Transition metal dichalcogenides are layered compounds, commonly written as MX2, in which a transition metal such as molybdenum, tungsten, titanium, or niobium is bonded to chalcogen atoms such as sulfur, selenium, or tellurium. Materials such as MoS2, WS2, MoSe2, and WSe2 are central examples. As two-dimensional materials, transition metal dichalcogenides can be studied as bulk crystals, few-layer flakes, monolayers, alloys, heterostructures, and patterned device materials with properties controlled by thickness, phase, strain, defects, and interfaces.
These materials matter because their electronic and optical behavior can change dramatically as they approach the monolayer limit. Many semiconducting TMDs show strong light-matter interaction, sizable band gaps, valley physics, excitons, and compatibility with flexible or atomically thin device architectures. They are investigated for transistors, photodetectors, light emitters, sensors, catalysis, spintronics, quantum emitters, and optoelectronics. Metallic and phase-engineered TMDs are also important for contacts, energy devices, and electrocatalysis.

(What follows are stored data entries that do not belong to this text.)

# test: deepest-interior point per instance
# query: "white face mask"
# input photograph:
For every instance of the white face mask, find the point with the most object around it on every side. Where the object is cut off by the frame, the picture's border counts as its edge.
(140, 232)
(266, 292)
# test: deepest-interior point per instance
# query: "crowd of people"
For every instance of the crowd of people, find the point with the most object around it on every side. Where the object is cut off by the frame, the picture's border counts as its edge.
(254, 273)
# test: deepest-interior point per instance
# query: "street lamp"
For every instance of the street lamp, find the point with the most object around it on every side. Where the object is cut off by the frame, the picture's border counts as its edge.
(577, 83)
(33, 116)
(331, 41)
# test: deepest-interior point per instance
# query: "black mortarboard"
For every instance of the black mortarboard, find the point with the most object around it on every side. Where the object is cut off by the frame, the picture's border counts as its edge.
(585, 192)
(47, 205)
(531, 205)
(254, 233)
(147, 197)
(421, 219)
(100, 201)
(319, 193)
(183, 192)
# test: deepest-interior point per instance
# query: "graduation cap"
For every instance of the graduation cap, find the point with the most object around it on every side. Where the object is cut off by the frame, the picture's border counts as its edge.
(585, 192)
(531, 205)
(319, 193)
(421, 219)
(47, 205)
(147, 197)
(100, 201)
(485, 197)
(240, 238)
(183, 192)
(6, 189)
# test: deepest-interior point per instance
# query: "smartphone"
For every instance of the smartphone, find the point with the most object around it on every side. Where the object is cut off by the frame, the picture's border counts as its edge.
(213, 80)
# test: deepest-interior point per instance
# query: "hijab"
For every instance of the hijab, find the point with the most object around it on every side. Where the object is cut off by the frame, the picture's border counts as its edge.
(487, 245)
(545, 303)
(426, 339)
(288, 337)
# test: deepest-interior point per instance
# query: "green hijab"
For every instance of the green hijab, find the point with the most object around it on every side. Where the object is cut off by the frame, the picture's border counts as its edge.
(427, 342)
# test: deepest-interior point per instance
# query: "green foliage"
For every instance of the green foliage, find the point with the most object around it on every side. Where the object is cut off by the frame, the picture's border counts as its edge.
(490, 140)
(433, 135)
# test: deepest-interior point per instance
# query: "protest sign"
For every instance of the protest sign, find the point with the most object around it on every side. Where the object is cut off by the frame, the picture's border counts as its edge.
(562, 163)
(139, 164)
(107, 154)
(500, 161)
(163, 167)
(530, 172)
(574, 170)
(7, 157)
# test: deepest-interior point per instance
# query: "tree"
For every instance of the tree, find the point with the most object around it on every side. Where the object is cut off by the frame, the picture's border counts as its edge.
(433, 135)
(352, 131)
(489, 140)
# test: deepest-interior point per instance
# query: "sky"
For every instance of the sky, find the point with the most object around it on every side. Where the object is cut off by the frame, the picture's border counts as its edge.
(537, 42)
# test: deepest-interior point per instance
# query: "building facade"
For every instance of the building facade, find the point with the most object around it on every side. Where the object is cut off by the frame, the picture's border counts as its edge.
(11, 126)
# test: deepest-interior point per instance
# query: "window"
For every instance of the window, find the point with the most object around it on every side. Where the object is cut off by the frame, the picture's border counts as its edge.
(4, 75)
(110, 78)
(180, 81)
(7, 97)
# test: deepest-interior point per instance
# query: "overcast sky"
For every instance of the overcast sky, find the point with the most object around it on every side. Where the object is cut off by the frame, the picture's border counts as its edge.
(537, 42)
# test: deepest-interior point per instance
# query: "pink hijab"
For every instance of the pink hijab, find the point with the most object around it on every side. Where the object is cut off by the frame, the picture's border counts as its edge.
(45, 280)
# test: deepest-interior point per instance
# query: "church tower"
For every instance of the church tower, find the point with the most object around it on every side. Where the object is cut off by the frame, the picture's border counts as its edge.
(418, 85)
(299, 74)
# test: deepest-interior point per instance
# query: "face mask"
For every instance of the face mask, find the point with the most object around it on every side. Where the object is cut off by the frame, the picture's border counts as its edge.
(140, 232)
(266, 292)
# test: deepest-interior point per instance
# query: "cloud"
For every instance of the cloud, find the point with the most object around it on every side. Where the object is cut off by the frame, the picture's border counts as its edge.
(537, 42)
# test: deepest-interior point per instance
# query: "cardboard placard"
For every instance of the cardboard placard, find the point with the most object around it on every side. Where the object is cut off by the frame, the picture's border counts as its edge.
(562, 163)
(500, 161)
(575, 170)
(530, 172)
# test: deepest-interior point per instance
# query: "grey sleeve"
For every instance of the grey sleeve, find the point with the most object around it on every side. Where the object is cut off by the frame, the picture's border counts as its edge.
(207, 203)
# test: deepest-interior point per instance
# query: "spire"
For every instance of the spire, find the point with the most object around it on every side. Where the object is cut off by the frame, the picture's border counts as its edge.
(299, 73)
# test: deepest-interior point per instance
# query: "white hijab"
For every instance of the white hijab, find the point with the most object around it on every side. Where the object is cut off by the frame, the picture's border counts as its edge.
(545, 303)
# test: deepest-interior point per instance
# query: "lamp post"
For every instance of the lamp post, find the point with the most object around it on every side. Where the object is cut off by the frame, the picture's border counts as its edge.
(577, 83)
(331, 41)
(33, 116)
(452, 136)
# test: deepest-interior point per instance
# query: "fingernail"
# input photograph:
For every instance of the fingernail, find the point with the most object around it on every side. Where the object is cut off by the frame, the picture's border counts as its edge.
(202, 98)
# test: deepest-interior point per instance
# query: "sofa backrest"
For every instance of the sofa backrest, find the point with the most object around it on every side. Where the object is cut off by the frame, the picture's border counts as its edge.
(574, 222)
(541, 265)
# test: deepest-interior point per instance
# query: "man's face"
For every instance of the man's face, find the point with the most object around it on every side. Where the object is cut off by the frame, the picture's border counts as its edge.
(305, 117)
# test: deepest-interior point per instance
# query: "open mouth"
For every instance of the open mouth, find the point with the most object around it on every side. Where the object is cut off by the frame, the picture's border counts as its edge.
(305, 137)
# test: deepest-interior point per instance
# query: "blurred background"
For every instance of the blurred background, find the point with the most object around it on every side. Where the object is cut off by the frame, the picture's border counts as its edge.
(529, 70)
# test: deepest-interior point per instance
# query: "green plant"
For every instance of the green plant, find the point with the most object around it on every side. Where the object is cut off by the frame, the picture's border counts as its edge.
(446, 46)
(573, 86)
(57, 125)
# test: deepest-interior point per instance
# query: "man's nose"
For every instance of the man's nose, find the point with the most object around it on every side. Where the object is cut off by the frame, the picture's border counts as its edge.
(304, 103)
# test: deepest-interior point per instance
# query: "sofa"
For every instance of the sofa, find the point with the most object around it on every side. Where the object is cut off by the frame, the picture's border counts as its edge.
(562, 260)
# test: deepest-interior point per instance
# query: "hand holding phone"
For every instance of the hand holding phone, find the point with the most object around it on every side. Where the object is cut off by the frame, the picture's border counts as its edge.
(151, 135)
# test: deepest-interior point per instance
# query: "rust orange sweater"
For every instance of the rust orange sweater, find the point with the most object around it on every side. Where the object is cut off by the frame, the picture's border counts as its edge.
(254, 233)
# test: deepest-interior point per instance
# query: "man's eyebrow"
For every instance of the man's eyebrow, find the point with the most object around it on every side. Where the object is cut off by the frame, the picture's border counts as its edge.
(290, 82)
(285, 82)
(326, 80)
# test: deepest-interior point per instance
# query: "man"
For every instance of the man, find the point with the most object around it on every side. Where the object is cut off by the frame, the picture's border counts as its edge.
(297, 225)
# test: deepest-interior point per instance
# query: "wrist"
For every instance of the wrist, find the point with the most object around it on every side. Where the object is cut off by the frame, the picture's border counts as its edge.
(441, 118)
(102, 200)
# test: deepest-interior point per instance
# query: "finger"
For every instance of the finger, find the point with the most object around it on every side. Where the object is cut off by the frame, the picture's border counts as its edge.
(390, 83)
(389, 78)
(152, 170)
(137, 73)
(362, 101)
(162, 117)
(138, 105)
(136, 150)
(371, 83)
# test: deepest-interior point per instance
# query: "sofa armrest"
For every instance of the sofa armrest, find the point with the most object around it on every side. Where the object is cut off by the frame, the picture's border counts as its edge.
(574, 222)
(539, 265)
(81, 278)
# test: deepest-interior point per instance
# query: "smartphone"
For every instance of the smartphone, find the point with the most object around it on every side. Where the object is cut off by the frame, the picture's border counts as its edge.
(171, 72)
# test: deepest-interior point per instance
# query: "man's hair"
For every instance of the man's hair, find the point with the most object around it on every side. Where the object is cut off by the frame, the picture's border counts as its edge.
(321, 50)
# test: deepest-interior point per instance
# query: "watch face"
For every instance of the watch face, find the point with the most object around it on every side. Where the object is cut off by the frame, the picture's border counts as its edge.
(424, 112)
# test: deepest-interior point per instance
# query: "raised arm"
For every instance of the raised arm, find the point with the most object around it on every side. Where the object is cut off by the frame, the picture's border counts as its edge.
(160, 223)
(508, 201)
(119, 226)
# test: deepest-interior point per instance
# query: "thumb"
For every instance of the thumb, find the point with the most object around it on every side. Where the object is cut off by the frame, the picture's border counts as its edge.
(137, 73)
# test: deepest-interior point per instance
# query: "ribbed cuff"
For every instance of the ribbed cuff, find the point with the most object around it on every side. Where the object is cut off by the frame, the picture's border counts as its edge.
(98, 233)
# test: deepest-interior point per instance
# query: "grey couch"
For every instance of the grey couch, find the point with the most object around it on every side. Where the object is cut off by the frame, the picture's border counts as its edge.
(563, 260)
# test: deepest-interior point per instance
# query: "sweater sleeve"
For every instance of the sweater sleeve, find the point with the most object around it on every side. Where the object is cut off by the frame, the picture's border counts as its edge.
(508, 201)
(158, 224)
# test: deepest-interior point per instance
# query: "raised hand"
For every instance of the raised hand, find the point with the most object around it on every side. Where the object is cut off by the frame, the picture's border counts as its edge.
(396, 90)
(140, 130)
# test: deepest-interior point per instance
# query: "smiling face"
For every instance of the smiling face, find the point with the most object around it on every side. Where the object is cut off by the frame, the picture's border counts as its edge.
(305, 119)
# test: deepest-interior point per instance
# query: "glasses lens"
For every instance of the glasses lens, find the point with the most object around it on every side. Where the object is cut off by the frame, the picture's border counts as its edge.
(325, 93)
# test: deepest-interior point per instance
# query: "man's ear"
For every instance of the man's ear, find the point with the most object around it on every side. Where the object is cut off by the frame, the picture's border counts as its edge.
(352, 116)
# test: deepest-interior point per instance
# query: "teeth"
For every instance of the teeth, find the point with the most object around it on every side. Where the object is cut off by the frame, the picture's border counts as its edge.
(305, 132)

Conference sessions on transition metal dichalcogenides appear in programs on nanotechnology, condensed-matter physics, photonics, energy, and van der Waals materials. Work is often organized around synthesis, chemical vapor deposition, spectroscopy, heterostructures, device physics, and applications. Tracking TMD events helps researchers follow one of the most active areas in layered semiconductors and atomically thin electronics.